Endometriosis affects the reproductive system in several significant ways:

  • Infertility: Up to 35% of women with endometriosis experience infertility. Endometrial lesions can interfere with normal reproductive functions, including ovulation and the transport of sperm.

  • Pain Symptoms: Women often suffer from dysmenorrhea (painful periods), dyspareunia (pain during intercourse), and pelvic pain, which can severely affect their quality of life and hinder efforts to conceive.
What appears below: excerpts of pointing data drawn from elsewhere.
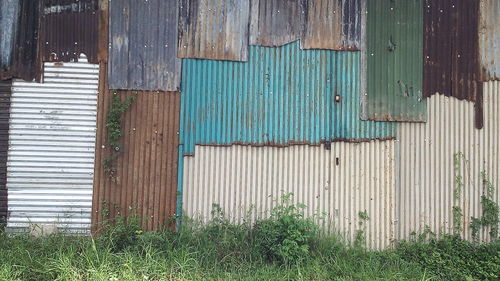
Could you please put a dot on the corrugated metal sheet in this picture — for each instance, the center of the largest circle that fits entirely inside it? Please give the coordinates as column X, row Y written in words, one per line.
column 5, row 93
column 23, row 61
column 451, row 48
column 146, row 182
column 281, row 96
column 489, row 39
column 214, row 29
column 427, row 177
column 276, row 22
column 143, row 49
column 393, row 55
column 332, row 24
column 68, row 28
column 51, row 148
column 340, row 182
column 9, row 16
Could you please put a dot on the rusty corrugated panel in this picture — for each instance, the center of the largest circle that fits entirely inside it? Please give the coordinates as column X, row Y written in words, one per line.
column 214, row 29
column 22, row 63
column 143, row 38
column 281, row 96
column 451, row 51
column 434, row 155
column 332, row 24
column 5, row 94
column 489, row 39
column 392, row 81
column 276, row 22
column 338, row 183
column 68, row 28
column 146, row 181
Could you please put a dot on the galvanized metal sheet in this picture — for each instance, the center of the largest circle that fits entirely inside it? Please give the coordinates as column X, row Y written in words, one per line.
column 339, row 183
column 489, row 39
column 392, row 88
column 9, row 18
column 68, row 29
column 51, row 148
column 428, row 172
column 332, row 24
column 5, row 93
column 276, row 22
column 143, row 38
column 146, row 181
column 281, row 96
column 214, row 29
column 451, row 64
column 23, row 31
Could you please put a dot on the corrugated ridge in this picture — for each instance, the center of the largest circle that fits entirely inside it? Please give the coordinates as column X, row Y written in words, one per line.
column 281, row 96
column 337, row 183
column 426, row 173
column 51, row 148
column 147, row 170
column 332, row 24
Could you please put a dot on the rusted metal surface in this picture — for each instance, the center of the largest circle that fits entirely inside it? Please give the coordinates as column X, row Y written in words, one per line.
column 5, row 94
column 392, row 76
column 68, row 28
column 214, row 29
column 451, row 48
column 143, row 38
column 489, row 39
column 146, row 180
column 276, row 22
column 332, row 24
column 21, row 32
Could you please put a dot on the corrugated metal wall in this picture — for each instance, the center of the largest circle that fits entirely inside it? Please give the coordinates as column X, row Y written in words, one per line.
column 68, row 28
column 143, row 38
column 332, row 24
column 427, row 175
column 340, row 182
column 276, row 22
column 214, row 29
column 393, row 56
column 5, row 93
column 451, row 50
column 146, row 181
column 51, row 148
column 280, row 96
column 489, row 39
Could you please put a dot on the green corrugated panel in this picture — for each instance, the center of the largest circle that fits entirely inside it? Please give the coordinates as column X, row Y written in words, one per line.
column 393, row 31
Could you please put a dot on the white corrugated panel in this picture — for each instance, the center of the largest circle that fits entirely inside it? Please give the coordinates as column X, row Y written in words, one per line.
column 426, row 177
column 341, row 182
column 51, row 148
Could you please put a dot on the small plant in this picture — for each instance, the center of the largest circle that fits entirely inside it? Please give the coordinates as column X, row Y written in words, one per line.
column 285, row 237
column 113, row 125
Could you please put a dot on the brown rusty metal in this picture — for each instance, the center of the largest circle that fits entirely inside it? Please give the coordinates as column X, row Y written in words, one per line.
column 5, row 94
column 146, row 182
column 69, row 28
column 451, row 51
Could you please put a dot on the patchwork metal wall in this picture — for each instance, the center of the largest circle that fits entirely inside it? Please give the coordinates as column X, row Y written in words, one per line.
column 281, row 96
column 214, row 29
column 332, row 24
column 489, row 39
column 337, row 183
column 51, row 148
column 146, row 178
column 68, row 28
column 428, row 171
column 143, row 45
column 392, row 81
column 5, row 94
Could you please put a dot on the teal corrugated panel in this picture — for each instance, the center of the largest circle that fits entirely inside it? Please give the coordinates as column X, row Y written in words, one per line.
column 281, row 96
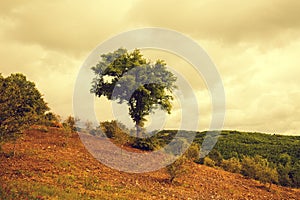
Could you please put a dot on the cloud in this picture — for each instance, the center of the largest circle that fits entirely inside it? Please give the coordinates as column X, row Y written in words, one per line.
column 226, row 21
column 254, row 44
column 67, row 26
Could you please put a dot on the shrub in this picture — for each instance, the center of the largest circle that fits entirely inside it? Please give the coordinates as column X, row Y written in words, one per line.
column 232, row 165
column 21, row 105
column 209, row 162
column 148, row 144
column 176, row 168
column 117, row 131
column 259, row 169
column 216, row 156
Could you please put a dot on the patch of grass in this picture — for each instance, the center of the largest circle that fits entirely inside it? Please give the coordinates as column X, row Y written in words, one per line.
column 91, row 183
column 37, row 191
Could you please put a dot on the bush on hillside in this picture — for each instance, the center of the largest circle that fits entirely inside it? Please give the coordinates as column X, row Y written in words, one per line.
column 232, row 165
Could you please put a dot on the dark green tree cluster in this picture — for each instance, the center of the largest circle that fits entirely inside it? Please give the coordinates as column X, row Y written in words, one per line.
column 21, row 105
column 128, row 77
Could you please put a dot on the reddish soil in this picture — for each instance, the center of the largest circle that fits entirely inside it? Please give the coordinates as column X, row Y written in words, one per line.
column 43, row 157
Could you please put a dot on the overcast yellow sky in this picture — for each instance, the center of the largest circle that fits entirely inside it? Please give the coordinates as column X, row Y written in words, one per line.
column 254, row 44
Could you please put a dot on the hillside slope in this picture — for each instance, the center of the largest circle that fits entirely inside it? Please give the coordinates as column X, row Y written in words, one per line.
column 55, row 165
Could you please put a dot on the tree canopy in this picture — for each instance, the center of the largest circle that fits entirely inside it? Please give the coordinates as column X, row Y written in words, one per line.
column 21, row 104
column 128, row 77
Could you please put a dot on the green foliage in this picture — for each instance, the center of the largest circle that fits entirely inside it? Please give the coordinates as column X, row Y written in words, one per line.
column 69, row 124
column 147, row 144
column 117, row 131
column 209, row 162
column 128, row 77
column 21, row 105
column 177, row 168
column 259, row 169
column 232, row 165
column 216, row 156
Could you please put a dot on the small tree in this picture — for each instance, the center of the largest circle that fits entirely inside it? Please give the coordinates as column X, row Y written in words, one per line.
column 21, row 105
column 128, row 77
column 177, row 168
column 259, row 169
column 232, row 165
column 216, row 156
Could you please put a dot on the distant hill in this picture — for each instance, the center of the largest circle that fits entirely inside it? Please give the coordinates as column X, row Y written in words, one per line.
column 52, row 164
column 234, row 144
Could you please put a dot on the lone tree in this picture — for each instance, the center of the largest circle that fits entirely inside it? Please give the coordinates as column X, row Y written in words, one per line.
column 21, row 105
column 128, row 77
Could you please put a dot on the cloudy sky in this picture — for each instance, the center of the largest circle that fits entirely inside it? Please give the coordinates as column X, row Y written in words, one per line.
column 255, row 46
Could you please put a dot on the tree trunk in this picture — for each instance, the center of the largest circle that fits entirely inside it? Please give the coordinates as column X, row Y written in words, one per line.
column 137, row 130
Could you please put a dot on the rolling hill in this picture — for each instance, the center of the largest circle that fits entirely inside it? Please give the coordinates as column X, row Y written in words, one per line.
column 52, row 164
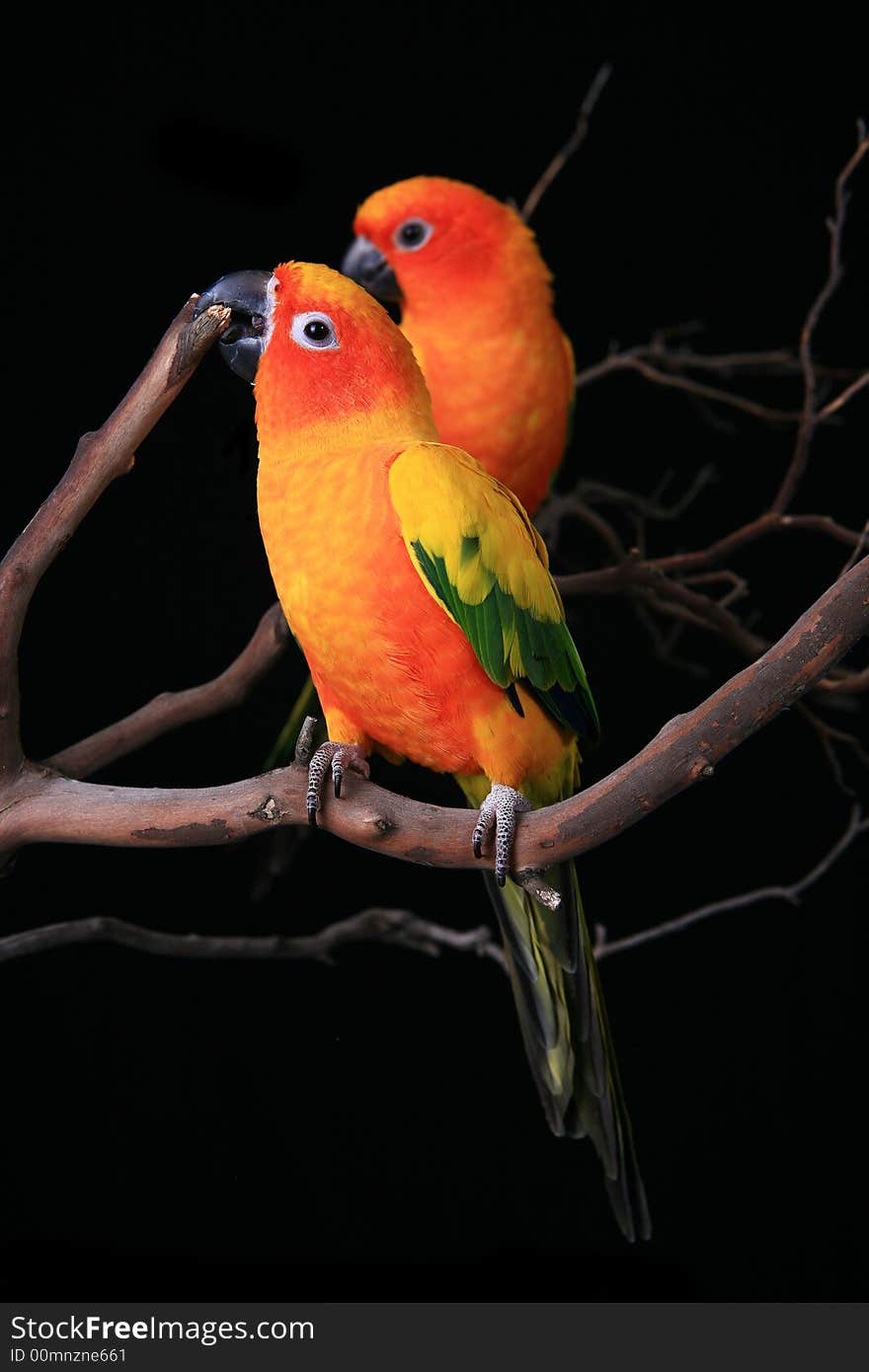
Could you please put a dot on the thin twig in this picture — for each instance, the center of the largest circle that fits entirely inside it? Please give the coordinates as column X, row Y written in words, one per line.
column 171, row 710
column 859, row 548
column 809, row 418
column 398, row 928
column 99, row 458
column 841, row 400
column 576, row 140
column 634, row 361
column 38, row 805
column 828, row 735
column 857, row 825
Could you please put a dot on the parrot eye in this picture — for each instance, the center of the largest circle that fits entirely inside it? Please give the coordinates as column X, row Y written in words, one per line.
column 412, row 235
column 313, row 331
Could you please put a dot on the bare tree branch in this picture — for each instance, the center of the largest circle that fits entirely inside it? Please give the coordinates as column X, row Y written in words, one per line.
column 171, row 710
column 633, row 361
column 39, row 805
column 841, row 400
column 576, row 140
column 99, row 458
column 397, row 928
column 810, row 418
column 857, row 825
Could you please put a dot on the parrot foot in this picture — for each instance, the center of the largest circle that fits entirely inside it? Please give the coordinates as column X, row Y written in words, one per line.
column 338, row 759
column 500, row 809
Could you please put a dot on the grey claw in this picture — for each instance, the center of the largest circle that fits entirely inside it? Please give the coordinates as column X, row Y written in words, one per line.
column 338, row 757
column 499, row 809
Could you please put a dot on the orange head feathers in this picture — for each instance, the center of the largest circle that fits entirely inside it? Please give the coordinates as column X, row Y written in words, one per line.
column 477, row 306
column 442, row 238
column 331, row 354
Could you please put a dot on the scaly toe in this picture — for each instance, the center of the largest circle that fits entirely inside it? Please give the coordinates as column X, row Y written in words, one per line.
column 500, row 808
column 340, row 759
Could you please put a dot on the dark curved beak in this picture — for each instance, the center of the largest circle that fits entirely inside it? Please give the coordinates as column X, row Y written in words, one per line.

  • Hormonal Influence: The ectopic endometrial tissue responds to hormonal changes during the menstrual cycle, causing inflammation and pain, further complicating reproductive issues.

  • Scar Tissue: Endometriosis can lead to the formation of scar tissue (adhesions), which may obstruct the fallopian tubes and distort pelvic anatomy, negatively impacting the reproductive process.

  • Altered Ovarian Function: The development of ovarian endometriomas (chocolate cysts) can disrupt normal ovarian function and hormonal balance, influencing fertility potential.

The article aims to explain how endometriosis develops at a molecular and cellular level. It focuses on the differences between normal endometrial tissue and the tissue found in endometriosis. The article discusses how certain signaling pathways, which don’t involve hormones, might be targeted for new treatments. Additionally, it looks at how the WNT/β-signaling pathway and small molecules called exosomes and microRNAs may play roles in the disease. Overall, it highlights how endometriosis affects women's health, especially concerning infertility and related symptoms such as pain.